Contrary to the U.S. dependency on multiple overseas naval bases, China has just one military base in Djibouti. However, multiple analyses have emphasized the importance of commercial overseas port facilities in securing sea lanes, reflecting the intertwined growth of China's overseas commercial ports, the modernization of the PLA Navy, and its ambitions in the so-called “far seas.” Revealed in 2015, China's naval strategy, entitled the Near Seas Defense and Far Seas Protection, outlines the PLA Navy's goals to expand its reach. Whereas "near seas" refer to waters adjacent to China's borders, the "far seas" encompass all maritime routes worldwide and Beijing's intent to exert global influence without overtly designating its overseas facilities as military bases.

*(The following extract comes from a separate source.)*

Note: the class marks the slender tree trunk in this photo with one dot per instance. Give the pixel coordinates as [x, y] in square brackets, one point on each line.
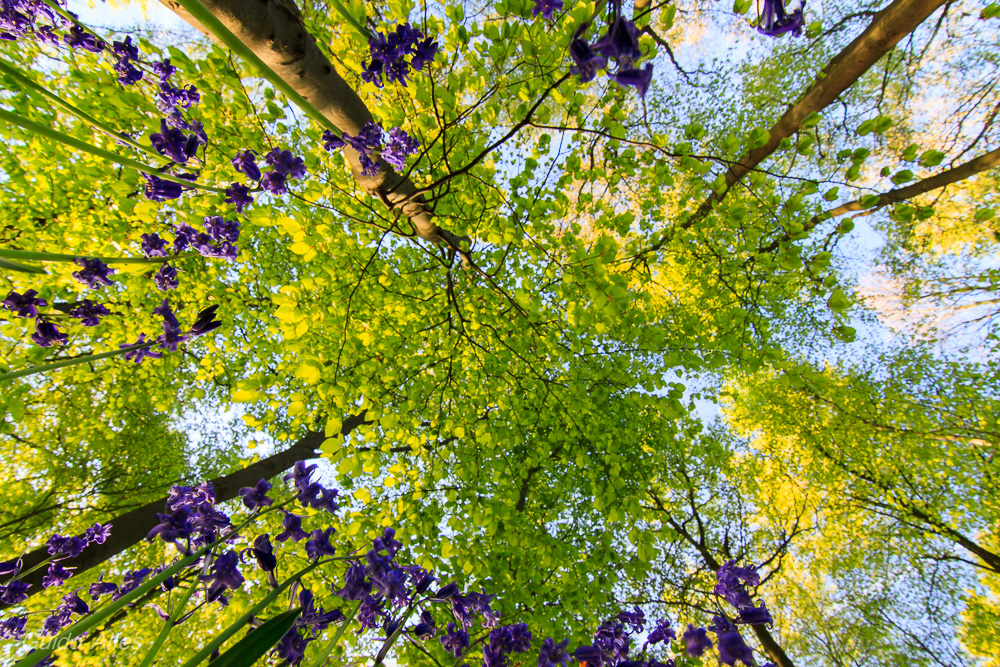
[131, 528]
[274, 31]
[944, 179]
[888, 27]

Where Chinese companies lead the development of commercial ports worldwide designed to accommodate large container ships, these facilities could have a dual purpose. That includes potential military applications, possibly granting China a more extensive and dependable logistics network, ensuring that the PLA Navy’s ships remain functional and crews are well-supported and combat-ready. That aligns with China's 2017 National Defense Transportation Law, which lays the groundwork for harnessing civilian transportation resources to support military missions. The structure for such mobilization is intricate, necessitating collaboration among military, civilian government, and civilian enterprises that could be anywhere worldwide when required. Ultimately, this blurred distinction between civil and military functions at China's commercial ports has sparked worries for the United States. These concerns have been shared with allies like Israel and the United Arab Emirates, countries where China manages ports. The primary fear is that these facilities might have a dual purpose, including intelligence gathering and potential military applications that could undermine U.S. interests in the region.
Transparency and the need for balance
China's growing presence in Egypt's strategic ports and the Suez Canal brings both opportunities and complexities. While Beijing has promised economic growth and improved connectivity, Egypt must also weigh the potential downsides. Egypt’s financial vulnerability, relatively weak bargaining position with China, and the risk of domination all require attention. So too do issues of transparency and public oversight, and making a well-informed decision will necessitate careful domestic deliberation. Reliance on Chinese technology and the interplay between commerce and military concerns add further complexity. Ultimately, Egypt should balance gains and risks through transparent agreements, diverse partnerships, and strategic negotiations. This approach supports economic benefits while preserving sovereignty. Striving for equilibrium should be crucial for Egypt's ambition to become a maritime hub amid changing global dynamics.